My brother was insured by my current employer and, when he was sick (I did not work there at the time) I was impressed at how quickly claims were paid and there was never a problem with any of them. They even paid for some last ditch, buy him some time chemo that, I was told, the for profits usually won't cover. With my former employer it was not unusual to have to fight to get a routine claim like the annual pap smear paid.

If you have the option - I do recommend going with a nonprofit - especially in Minnesota as they do have to answer to the Commerce Commission and Attorney General.

glinda

(14,807 posts)
8. Is there such a thing as a non-profit Health Insurer????
Thu Nov 13, 2014, 01:52 AM
Nov 2014

Before all of this started I was paying about $600/mo then when the ACA came in my rates fell (well I had to take a higher deductible) and I was able to pay in the mid to higher 300's but now they are bumping it up into the mid higher 400's. Am sure sick of this.Pretty soon I might be paying what I was paying originally and getting less benefits.

dflprincess

(28,075 posts)
11. Remember, there is a difference between "not for profit" and "non profit"
Thu Nov 13, 2014, 10:44 PM
Nov 2014

Though the non-profit insurers do not have shareholders to answer to and that alone makes a big difference in the company attitude to both customers and employees. In Minnesota, they have dealt with a medical loss ratio for years and have a cap on how much money they can keep in reserve. If that's exceeded refunds have to be sent out (this was true before the ACA was passed, at least in this state). The CEO certainly makes more money than I can imagine having - but her total compensation package is about 27 million less per year than what the CEO of UHG makes. -- She's also very approachable -often seen in the cafeteria at lunch time (always at the salad bar, no doubt setting a good example); a few weeks ago I found myself alone on an elevator with her and she was very friendly. When I was at the large for-profit the CEO was always surrounded by a "posse" and when desk top support had to work on his PC they were told they were not to speak to him - not even to say hello.

Remember about 10 years ago when Mike Hatch was AG and he audited Medica, Blue Cross and Health Partners? - Medica was in deep shit after that, Blue Cross did better and Health Partners came out the best because it had few violations and the new CEO already correcting the problems that were found.

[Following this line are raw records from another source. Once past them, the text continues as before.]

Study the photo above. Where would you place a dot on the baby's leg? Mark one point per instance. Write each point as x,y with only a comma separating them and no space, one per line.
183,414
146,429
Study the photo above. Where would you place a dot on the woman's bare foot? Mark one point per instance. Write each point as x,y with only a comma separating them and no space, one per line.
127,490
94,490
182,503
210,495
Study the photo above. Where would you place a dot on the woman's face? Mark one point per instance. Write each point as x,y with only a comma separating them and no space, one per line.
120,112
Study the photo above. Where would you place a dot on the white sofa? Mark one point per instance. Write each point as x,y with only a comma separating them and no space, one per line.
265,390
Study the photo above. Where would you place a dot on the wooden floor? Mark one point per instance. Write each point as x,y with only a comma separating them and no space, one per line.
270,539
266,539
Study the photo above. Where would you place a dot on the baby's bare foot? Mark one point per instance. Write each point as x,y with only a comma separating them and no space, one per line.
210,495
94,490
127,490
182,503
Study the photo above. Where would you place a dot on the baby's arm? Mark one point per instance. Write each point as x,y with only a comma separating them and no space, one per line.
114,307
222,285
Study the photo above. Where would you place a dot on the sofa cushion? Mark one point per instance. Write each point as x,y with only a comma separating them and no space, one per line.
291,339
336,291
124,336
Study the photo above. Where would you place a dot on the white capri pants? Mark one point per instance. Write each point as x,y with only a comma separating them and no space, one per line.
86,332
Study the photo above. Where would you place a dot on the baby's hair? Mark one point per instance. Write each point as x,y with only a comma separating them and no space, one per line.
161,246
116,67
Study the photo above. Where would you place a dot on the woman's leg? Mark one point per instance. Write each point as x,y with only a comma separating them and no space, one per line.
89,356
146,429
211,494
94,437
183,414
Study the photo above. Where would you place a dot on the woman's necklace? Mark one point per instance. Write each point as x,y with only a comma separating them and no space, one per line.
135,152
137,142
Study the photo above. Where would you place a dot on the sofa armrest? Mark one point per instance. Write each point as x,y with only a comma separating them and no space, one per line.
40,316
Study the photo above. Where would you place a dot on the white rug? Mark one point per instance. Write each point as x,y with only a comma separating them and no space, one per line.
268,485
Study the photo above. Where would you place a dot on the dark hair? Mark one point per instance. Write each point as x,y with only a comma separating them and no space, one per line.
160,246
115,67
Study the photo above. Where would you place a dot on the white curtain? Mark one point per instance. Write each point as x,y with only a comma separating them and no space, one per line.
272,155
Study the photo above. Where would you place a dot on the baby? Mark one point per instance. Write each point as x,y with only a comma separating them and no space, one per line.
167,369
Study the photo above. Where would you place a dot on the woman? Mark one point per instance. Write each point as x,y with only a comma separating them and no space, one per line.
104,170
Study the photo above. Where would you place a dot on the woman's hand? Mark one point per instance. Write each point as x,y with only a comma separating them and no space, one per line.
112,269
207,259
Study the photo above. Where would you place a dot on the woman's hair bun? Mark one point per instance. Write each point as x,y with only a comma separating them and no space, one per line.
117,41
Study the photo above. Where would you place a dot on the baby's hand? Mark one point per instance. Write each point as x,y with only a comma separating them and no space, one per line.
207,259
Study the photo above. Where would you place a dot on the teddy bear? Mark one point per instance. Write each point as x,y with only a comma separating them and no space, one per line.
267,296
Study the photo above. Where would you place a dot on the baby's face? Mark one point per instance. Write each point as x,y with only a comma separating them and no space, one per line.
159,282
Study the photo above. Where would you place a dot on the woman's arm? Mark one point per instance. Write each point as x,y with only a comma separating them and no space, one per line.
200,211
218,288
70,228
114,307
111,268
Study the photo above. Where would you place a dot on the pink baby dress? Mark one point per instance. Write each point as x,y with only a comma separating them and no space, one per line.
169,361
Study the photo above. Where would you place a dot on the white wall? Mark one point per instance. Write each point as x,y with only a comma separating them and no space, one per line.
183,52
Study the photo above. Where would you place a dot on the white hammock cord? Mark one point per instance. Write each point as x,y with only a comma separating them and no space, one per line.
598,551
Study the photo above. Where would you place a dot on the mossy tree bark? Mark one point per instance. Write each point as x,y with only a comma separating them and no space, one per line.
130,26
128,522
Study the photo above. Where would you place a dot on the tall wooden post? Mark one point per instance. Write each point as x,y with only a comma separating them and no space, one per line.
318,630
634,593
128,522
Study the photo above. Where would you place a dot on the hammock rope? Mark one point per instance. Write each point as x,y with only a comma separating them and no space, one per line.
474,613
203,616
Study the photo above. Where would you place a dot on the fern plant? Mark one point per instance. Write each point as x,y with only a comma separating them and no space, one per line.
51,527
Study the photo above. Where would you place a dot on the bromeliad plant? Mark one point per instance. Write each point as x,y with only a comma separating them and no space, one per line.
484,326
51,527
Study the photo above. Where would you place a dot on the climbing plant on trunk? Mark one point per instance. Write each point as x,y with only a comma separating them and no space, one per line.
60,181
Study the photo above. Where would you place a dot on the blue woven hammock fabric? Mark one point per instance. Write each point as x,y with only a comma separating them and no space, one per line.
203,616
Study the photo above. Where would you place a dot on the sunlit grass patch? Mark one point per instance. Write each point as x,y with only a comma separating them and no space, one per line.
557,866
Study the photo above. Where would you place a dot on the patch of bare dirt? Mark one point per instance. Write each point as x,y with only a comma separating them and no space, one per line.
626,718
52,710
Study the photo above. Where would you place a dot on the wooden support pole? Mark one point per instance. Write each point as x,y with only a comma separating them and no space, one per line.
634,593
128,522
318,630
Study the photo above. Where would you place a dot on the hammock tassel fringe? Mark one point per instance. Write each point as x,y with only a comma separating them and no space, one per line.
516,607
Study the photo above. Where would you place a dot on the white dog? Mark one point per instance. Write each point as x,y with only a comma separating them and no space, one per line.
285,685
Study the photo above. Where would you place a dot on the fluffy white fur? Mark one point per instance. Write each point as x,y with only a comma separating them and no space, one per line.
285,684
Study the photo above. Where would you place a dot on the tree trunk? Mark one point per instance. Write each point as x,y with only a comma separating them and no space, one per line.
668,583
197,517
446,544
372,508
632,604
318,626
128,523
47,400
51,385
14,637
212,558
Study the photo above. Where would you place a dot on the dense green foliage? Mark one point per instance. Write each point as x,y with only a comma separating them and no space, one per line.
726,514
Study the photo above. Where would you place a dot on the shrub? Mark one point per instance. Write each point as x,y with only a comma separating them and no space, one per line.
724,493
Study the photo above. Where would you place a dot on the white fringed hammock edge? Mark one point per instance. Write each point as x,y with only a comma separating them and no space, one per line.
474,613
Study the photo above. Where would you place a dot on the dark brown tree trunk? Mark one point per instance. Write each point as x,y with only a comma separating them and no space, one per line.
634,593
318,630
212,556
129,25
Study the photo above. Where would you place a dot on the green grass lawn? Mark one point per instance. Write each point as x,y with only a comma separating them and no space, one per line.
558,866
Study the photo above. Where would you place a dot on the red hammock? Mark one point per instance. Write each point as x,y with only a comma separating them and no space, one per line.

I did the math and found my insurance is going up 2% this year. I also checked with a friend who does not work where I do but has the same insurer and she said hers is going up 2.2% and she also has pretty decent coverage.

But, don't get me wrong, I still support a single payer system.

Lydia Leftcoast

(48,217 posts)
7. Mine is going up by $75 a month
Thu Nov 13, 2014, 01:24 AM
Nov 2014

I was grandfathered into it when the ACA passed because it met the criteria and I didn't qualify for a subsidy. My income is lower, but I'm eligible for Medicare before the end of next year, and I may just tough it out instead of trying to switch.

customerserviceguy

(25,183 posts)
9. Mine is the same as last year, and the year before that
Thu Nov 13, 2014, 01:57 AM
Nov 2014

$5 a month for the high deductible plan, and the company still contributes $90 a quarter to my HSA, which I max out with my own contributions. Being as I'm fairly healthy, that HSA has grown to over $11K in the last few years, much more than my total out-of-pocket would be for any year that I'd suffer a catastrophic illness.

geardaddy

(24,926 posts)
10. Mine is going up by less that $100.
Thu Nov 13, 2014, 11:55 AM
Nov 2014

It's still lower than what I was paying on Minnesota Comprehensive (MCHA)

progree

(10,904 posts)
12. Mine is going up by $46/mo, which is a 12% increase. Its an ACA plan bought on MNSURE
Fri Nov 14, 2014, 12:46 AM
Nov 2014

I'm in my early 60's, so just being a year older at that age probably causes a considerable bump by itself.